Re: RFC: compression dictionaries for JSONB - Mailing list pgsql-hackers

From Matthias van de Meent
Subject Re: RFC: compression dictionaries for JSONB
Date
Msg-id CAEze2Wjti+=fcu-DFb9aLATJaqCjzKmtuu94XGA_Zc0Sksk+HA@mail.gmail.com
Whole thread Raw
In response to Re: RFC: compression dictionaries for JSONB  (Alvaro Herrera <alvherre@alvh.no-ip.org>)
Responses Re: RFC: compression dictionaries for JSONB  (Aleksander Alekseev <aleksander@timescale.com>)
List pgsql-hackers
On Fri, 8 Oct 2021 at 21:21, Alvaro Herrera <alvherre@alvh.no-ip.org> wrote:
>
> On 2021-Oct-08, Matthias van de Meent wrote:
>
> > That's a good point, but if we're extending this syntax to allow the
> > ability of including other types, then I'd instead extend the syntax
> > that of below, so that the type of the dictionary entries is required
> > in the syntax:
> >
> > CREATE TYPE name AS DICTIONARY OF jsonb [ ( ...entries ) ] [ WITH (
> > ...options ) ];
>
> I don't think this gives you any guarantees of the sort you seem to
> expect.  See CREATE AGGREGATE as a precedent where there are some
> options in the parenthesized options list you cannot omit.

Bikeshedding on syntax:
I guess? I don't really like 'required options' patterns. If you're
required to use/specify an option, then it's not optional, and should
thus not be included in the group of 'options'.

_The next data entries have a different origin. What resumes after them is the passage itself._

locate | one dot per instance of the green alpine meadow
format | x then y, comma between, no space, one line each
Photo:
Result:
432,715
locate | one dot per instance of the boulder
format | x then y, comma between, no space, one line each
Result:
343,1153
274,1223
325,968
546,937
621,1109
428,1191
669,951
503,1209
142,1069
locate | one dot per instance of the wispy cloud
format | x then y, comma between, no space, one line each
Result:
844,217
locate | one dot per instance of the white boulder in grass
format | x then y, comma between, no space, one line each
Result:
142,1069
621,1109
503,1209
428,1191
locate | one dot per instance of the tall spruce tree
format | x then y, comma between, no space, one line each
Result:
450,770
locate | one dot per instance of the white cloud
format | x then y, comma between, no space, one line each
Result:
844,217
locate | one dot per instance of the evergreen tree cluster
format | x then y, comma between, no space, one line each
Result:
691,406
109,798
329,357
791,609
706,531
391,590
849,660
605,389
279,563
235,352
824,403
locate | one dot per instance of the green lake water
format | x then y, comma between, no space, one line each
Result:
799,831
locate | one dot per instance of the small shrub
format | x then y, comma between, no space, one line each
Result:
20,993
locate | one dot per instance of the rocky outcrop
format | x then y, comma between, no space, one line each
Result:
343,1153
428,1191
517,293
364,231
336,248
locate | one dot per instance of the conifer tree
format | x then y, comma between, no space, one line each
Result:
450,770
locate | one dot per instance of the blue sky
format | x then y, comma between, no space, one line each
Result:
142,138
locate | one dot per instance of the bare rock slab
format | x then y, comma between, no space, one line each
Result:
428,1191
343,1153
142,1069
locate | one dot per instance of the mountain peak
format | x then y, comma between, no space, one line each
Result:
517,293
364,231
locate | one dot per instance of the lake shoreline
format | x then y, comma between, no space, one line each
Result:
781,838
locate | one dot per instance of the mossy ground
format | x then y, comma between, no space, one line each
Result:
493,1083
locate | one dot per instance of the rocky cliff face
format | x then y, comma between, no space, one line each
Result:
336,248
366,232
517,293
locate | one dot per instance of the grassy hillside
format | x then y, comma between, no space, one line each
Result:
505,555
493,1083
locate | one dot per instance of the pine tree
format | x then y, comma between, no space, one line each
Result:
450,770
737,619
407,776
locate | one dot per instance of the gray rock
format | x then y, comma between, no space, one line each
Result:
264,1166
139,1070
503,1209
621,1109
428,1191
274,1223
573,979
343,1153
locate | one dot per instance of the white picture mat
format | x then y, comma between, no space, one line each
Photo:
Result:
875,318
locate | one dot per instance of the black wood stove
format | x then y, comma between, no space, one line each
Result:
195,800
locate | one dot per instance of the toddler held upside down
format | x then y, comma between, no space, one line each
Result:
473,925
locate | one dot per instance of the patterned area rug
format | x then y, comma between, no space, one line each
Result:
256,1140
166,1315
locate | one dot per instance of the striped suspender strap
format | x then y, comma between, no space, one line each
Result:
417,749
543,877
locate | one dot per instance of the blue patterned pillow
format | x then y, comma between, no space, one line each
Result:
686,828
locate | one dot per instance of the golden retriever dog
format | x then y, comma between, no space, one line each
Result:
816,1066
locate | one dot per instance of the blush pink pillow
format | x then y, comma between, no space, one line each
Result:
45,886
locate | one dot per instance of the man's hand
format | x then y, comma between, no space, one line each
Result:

> > > The pg_type entry would have to provide some support procedure that
> > > makes use of the dictionary in some way.  This seems better than tying
> > > the SQL object to a specific type.
> >
> > Agreed, but this might mean that much more effort would be required to
> > get such a useful quality-of-life feature committed.
>
> I don't understand what you mean by that.  I'm not saying that the patch
> has to provide support for any additional datatypes.  Its only
> obligation would be to provide a new column in pg_type which is zero for
> all rows except jsonb, and in that row it is the OID of a
> jsonb_dictionary() function that's called from all the right places and
> receives all the right arguments.

This seems feasable to do, but I still have limited knowledge on the
intricacies of the type system, and as such I don't see how this part
would function:

I was expecting more something in the line of how array types seem to
work: Type _A is an array type, containing elements of Type A. It's
containing type is defined in pg_type.typbasetype. No special
functions are defined on base types to allow their respective array
types, that part is handled by the array infrastructure. Same for
Domain types.

Now that I think about it, we should still provide the information on
_how_ to find the type functions for the dictionaried type: Arrays and
domains are generic, but dictionaries will require deep understanding
of the underlying type.

So, yes, you are correct, there should be one more function, which
would supply the necessary pg_type functions that CREATE TYPE
DICTIONARY can then register in the pg_type entry of the dictionary
type. The alternative would initially be hardcoding this for the base
types that have dictionary support, which definitely would be possible
for a first iteration, but wouldn't be great.